Minnesota has been my home for more than a decade, but I didn't grow up here. I'm a native of Ohio, which shares much with Minnesota in its Midwestern mindset.

Both states have a common heritage of blue-collar work ethics, agricultural frugality and small-town sensibilities. My native state and my adopted state have much in common, but I have come to notice and experience one significant difference: the winters!

We had winter in Ohio. We would get some snow off and on for a few months, and then spring would arrive. Just about the time we were getting sick of winter, the temperature would rise, the birds would return and high school baseball practice would commence.

Not so in Minnesota.

Just about the time I start getting tired of the long and endless cold, the calendar finally turns to January, and I realize that I'm not even halfway to the end. Groundhog Day is a win-win situation for us here. It doesn't matter whether Punxsutawney Phil sees his shadow or not. The rest of the world sees "six more weeks of winter" as a curse.

Not for us in Minnesota. If spring breaks in six weeks, we'll all consider ourselves blessed! After 10 years here, I'm still getting used to these long, cold winters.

I don't like the winters, but here's my secret confession: I take a masochistic satisfaction in our long and terrible cold weather. We have the hardest and most miserable winters of anyone around, and I like to brag about it. When any of my friends or family from Ohio complain about weather, I quickly and condescendingly say things like, "You think that is bad? It was 45 degrees below zero here last week!"

I will forever win all weather debates with my out-of-state friends. We Minnesotans have the worst winters of all, and we're proud of it. If you think you have it bad, we have it worse. Our miserable winters are part of our identity, and we all secretly love it.

There is something about hardship that is actually good for us. Most of us want comfort and ease. We don't like it when we have to struggle. We want life to be simple and pleasurable.

Wouldn't it be great if every day was 70 degrees and sunny? It sounds great, but it really wouldn't be. The truth is that comfort and ease often make us lazy and apathetic. It is struggle and hardship that take us deeper. The trials and struggles in life are the things that force us to grow deeper. Nobody likes to struggle, but we need it.
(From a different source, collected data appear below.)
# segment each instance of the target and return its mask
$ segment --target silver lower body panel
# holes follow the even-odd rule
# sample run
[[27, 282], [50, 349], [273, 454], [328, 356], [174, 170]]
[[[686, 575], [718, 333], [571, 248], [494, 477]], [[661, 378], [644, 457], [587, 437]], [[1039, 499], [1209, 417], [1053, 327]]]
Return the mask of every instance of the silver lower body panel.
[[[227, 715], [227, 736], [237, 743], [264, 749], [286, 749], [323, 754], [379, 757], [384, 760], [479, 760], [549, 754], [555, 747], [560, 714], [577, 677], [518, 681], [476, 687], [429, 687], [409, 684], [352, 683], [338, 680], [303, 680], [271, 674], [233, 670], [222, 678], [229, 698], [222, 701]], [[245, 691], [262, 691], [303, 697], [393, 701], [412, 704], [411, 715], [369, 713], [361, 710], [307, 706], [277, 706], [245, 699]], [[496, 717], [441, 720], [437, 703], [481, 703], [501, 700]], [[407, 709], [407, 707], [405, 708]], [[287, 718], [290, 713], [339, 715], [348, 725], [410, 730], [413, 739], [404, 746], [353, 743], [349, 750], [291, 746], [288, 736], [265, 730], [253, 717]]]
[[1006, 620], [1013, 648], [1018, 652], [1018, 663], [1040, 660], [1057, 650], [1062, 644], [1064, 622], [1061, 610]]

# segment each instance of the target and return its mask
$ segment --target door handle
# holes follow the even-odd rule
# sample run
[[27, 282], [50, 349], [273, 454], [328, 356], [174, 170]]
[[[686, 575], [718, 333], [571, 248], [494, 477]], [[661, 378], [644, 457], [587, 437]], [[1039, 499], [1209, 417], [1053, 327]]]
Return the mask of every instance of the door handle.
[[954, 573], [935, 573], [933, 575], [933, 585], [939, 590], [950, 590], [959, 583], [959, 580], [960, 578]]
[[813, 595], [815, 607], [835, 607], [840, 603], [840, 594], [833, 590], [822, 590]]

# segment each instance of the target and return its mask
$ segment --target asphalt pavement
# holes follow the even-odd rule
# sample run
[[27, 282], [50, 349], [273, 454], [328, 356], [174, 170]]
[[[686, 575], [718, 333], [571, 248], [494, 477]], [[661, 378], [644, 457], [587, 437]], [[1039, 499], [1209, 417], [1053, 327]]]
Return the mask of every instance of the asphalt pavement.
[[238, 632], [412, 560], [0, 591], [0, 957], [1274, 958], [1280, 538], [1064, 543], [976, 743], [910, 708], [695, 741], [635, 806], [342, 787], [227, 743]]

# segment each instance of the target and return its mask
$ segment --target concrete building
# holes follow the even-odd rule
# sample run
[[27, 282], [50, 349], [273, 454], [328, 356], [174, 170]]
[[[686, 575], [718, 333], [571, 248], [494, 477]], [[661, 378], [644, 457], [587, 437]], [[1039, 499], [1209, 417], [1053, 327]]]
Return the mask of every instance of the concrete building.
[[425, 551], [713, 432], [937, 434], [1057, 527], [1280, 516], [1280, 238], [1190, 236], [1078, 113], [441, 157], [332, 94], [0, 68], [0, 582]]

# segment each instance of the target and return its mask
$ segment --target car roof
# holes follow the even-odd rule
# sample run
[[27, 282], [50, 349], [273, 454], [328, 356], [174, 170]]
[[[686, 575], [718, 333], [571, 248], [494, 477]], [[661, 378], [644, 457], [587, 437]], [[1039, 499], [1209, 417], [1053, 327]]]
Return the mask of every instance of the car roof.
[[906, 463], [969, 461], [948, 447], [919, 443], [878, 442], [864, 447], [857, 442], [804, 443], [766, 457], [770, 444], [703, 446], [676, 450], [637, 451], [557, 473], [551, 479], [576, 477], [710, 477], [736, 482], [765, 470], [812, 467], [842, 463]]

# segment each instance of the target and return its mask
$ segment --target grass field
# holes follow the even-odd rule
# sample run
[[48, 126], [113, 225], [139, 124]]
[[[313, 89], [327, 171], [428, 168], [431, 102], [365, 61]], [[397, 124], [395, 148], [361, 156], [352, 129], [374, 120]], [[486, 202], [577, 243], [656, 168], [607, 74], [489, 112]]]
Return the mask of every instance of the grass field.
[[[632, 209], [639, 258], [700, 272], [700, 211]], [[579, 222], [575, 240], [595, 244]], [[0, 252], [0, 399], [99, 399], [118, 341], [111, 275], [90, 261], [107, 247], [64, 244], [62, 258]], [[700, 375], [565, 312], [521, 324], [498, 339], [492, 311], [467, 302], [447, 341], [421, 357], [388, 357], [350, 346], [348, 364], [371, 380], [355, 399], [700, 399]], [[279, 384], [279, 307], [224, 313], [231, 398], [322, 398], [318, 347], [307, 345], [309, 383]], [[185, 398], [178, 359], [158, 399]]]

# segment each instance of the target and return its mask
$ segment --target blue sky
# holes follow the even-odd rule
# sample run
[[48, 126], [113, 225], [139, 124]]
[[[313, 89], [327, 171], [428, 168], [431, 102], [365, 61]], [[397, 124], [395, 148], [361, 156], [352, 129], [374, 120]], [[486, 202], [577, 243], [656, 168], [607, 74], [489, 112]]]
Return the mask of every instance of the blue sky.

In his epistle to the Romans, Paul makes the seemingly absurd claim that we should "rejoice in our sufferings." Why? "Because we know that suffering produces perseverance; perseverance, character; and character, hope. And hope does not disappoint us, because God has poured out his love into our hearts by the Holy Spirit." (Romans 5:3-5).

In our sufferings we learn to persevere. God builds our character through the hard times, and that produces hope.

If you are going through a hard time, don't be so quick to want to escape it. Maybe God is doing a work in you that you can't see yet. Perhaps He is taking you deeper and teaching you some things that you could never understand if life was always comfortable.

Nobody wants to suffer and struggle, but God will use these times in our life if we let Him. He may even teach us to rejoice in the hardships, even when it's 45 below zero!